Secretary of State Madeleine Albright told CNN she was talking "fairly frequently" with her Russian counterpart, Foreign Minister Igor Ivanov.
"We are just in a preliminary stage of this," Albright said. "We believe it is time to relook at the ABM treaty...(and) the possibility of adjusting it slightly in order to be able to have a missile defense."
The New York Times reported the United States now was offering to help Russia complete a multimillion-dollar missile tracking radar near Irkutsk, Siberia, if Moscow agreed to renegotiate the arms pact.
The campaign has been under way for some time, as President Clinton has raised the question several times with Russis President Boris Yeltsin, who has agreed to discuss it but has so far refused to alter the treaty.

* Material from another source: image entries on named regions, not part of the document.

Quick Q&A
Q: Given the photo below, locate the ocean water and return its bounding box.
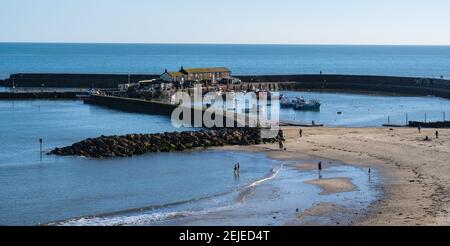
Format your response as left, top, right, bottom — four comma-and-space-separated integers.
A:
280, 91, 450, 127
0, 43, 450, 225
0, 100, 278, 225
0, 43, 450, 78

It still is far from clear whether the Russian government will block any such effort as the question becomes more than hypothetical and actual negotiations are broached.
Moscow announced just days after the Senate voted down the nuclear test ban treaty that it would work with China to seek support at the United Nations against U.S. efforts to alter the accord. The Russian Duma (Parliament) also continues to block further arms reductions by refusing to ratify the START II treaty.

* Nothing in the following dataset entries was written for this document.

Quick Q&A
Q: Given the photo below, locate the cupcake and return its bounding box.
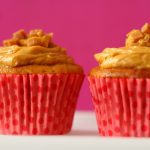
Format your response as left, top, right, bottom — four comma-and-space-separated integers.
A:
88, 23, 150, 137
0, 30, 84, 135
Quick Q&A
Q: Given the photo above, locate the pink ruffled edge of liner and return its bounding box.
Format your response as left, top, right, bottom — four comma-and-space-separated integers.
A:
88, 77, 150, 137
0, 74, 84, 135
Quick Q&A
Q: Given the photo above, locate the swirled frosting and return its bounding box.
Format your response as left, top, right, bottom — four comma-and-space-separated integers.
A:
0, 30, 74, 67
95, 23, 150, 69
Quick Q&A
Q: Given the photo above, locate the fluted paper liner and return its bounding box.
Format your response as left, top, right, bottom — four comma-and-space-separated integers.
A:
0, 74, 84, 135
88, 77, 150, 137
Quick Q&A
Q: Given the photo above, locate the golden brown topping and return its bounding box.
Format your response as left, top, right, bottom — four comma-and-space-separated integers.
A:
29, 30, 44, 37
126, 23, 150, 47
141, 23, 150, 34
3, 39, 19, 46
13, 29, 27, 40
3, 30, 54, 47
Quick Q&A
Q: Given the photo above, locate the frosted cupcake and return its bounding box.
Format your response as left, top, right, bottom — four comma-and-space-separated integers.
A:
0, 30, 84, 135
88, 23, 150, 137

The Clinton administration is now saying it needs a missile defense program to defend against potential intercontinental missile attacks from North Korea, Iran, Iraq or other rogue nations.
Top officials say the United States is not trying to ditch the treaty, however, only to update it.

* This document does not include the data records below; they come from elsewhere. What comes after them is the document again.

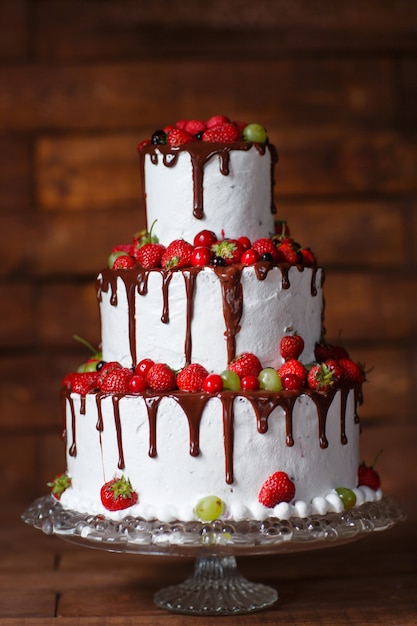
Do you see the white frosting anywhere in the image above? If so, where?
[61,391,374,521]
[99,266,323,373]
[145,147,274,246]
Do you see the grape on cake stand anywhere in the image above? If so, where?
[22,495,404,615]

Senate Democratic leader Tom Daschle said "new circumstances" have caused the ABM treaty "to evolve".
"We have to continue to move in that direction. This is what our country is doing," Daschle said Sunday on CBS's "Face the Nation" program.
The ABM treaty was negotiated to limit development of national anti-missile defense systems in Russia and the United States because of fears both sides would accumulate more arms to penetrate such shields.
The Times reported that the first phase of the U.S. anti-missile system would be completed by 2005. It involves building a powerful new battle-management radar in Alaska and deploying up to 100 anti-missile interceptors there. American early warning radars in Greenland and Britain, and on the east and west coasts of the U.S., would also be upgraded.
The second phase would be completed by 2010 and could involve construction of a similar radar at Grand Forks, N.D., and deployment of 100 interceptors there, the newspaper said.
U.S. officials say such a plan would enable the U.S. to protect itself against a limited missile attack. And since the defense could easily be swamped by Russia's vast arsenal, they argue, strategic equilibrium between Washington and Moscow would be maintained.
Besides completing the radar, the Times said the United States has offered the Russians joint computer simulations of anti-missile systems; expanded intelligence sharing on threats from rogue states; collaboration in developing two missile observation satellites; a joint presence at one U.S. and one Russian radar site; and joint exercises in battlefield missile defense.
Albright said the offers were aimed at "making very clear to them that any national missile defense system that we would have would not be directed against them, but against the rogue states."